Кузя знала это и считалась лишь с Акимычем.
Боялась ли его? Пожалуй, нет. Ведь в любую минуту могла уйти от него и не откликнуться. Но даже медведь поверил старику. А уж эти — осторожны. Их недоверчивость известна всем. Но даже он, едва убежав от человека-врага, пошел за человеком-другом, единственным, кого уважал, с кем считался лес.
Кузя считала деда своей собственностью, а может, и больше того, потому и помогала старику.
Да, когда-то она решила, что человек — не ее добыча. Но ведь человек охотился на рысей и убил котенка. Не отомстить за это Кузя не могла.
Другие рыси тоже неспроста сводили с людьми счеты — за обиды и горе, за все, что отняли, на что посягали люди. Зверь понимал, за что он бывал наказан тайгой. Человек никогда не чувствовал себя виновным перед лесом. Он считал его своим, как и всю его живность, хотя никогда, никого не понимал и не берег.
Кузя смотрела на просыпающуюся тайгу. Над ней занимается робкое утро. Меркнут на небе звезды — рысьи глаза, похудел, побледнел олений рог — месяц. Желтая, как рысий глаз, кромка неба уже коснулась спящих верхушек тайги. Будит бережно, как капризного, но дорогого рысенка.

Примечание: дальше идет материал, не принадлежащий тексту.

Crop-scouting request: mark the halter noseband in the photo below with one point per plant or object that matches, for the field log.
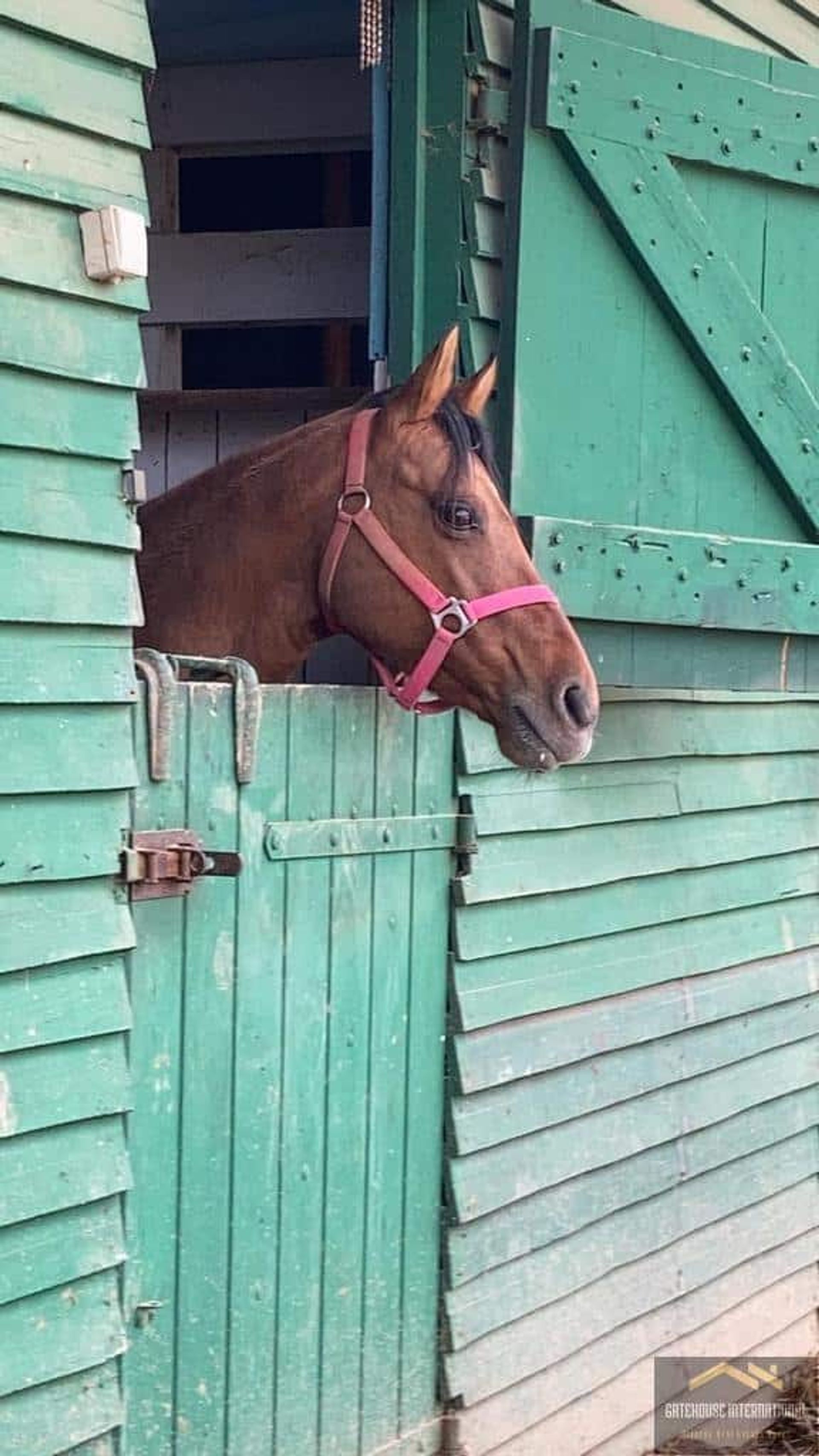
(451, 616)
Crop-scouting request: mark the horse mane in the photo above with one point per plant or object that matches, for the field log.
(465, 434)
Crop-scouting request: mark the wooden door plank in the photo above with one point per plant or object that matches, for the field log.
(66, 1082)
(92, 172)
(116, 28)
(61, 922)
(505, 986)
(348, 1091)
(155, 1133)
(681, 578)
(387, 1110)
(513, 866)
(511, 1292)
(694, 111)
(75, 1409)
(504, 1174)
(671, 242)
(645, 730)
(256, 1186)
(67, 417)
(427, 1012)
(207, 1090)
(533, 1103)
(73, 338)
(513, 1229)
(72, 88)
(303, 1114)
(513, 1050)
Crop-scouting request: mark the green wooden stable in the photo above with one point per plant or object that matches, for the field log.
(227, 1122)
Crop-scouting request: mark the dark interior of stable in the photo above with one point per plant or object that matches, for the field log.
(262, 254)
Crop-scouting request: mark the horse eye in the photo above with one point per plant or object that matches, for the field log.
(457, 516)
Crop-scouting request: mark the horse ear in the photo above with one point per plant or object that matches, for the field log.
(473, 394)
(433, 381)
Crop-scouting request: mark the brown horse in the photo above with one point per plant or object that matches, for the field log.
(238, 563)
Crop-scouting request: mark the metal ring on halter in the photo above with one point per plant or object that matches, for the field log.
(354, 490)
(459, 609)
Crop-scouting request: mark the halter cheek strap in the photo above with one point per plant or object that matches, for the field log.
(451, 616)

Вот сверкнул первый луч солнца из-под уходящей мглы, рысьей радостью загорелся. Осветив лес, он заиграл множеством блесток на снегу. Деревья стали распрямляться, стряхнули лишние комья снега с лап и веток, проснулись птахи.
Первой поздоровалась с утром сорока, охрипшая от ночного холода. Сойки затрещали на рябине. Гроздью мороженой ягоды харчатся. К ним кроншпиль подлетел. Не посмотрели, что мужик, загалдели, закричали: мол, свои желудки пустые, а тут еще этот обжора заявился.
Синичка, желтую грудку почистив, схватила забытую медведем ягоду кишмиша, долбит миленьким клювом, посвистывает на радостях — в пузе теплинка завелась, значит, жить можно.
А там — зайчиха к березе навострилась. Кору поглодать, зубы почистить да погреться. Бежит, торопится, уши на спину заложила.
Ее Кузя пока не трогает — беременная косая. Пусть родит. Жратва и завтра не только самой, а и рысятам понадобится.
Давно эта зайчиха на Кузином участке живет. Много раз могла рысь сожрать ее. Но зайчиха умная. Сразу в нору ныряла. Но что это, чего она кричит? Кто ее поймал?
Кузя привстала. Лиса. Опять промышляет здесь. Сколько раз гоняла ее рысь со своего участка. Разрешила жить лишь на болоте. Огневка нет-нет да и появлялась опять здесь.
Кузя схватила рыжую за морду. Нос лисы в пасть Кузи попал. Той дышать нечем. Лисья шерсть щекочет глотку. Кузя глянула: зайчиха жива, вон ее хвост в нору юркнул. Ну, держись, рыжуха! За воровство всех наказывают в тайге.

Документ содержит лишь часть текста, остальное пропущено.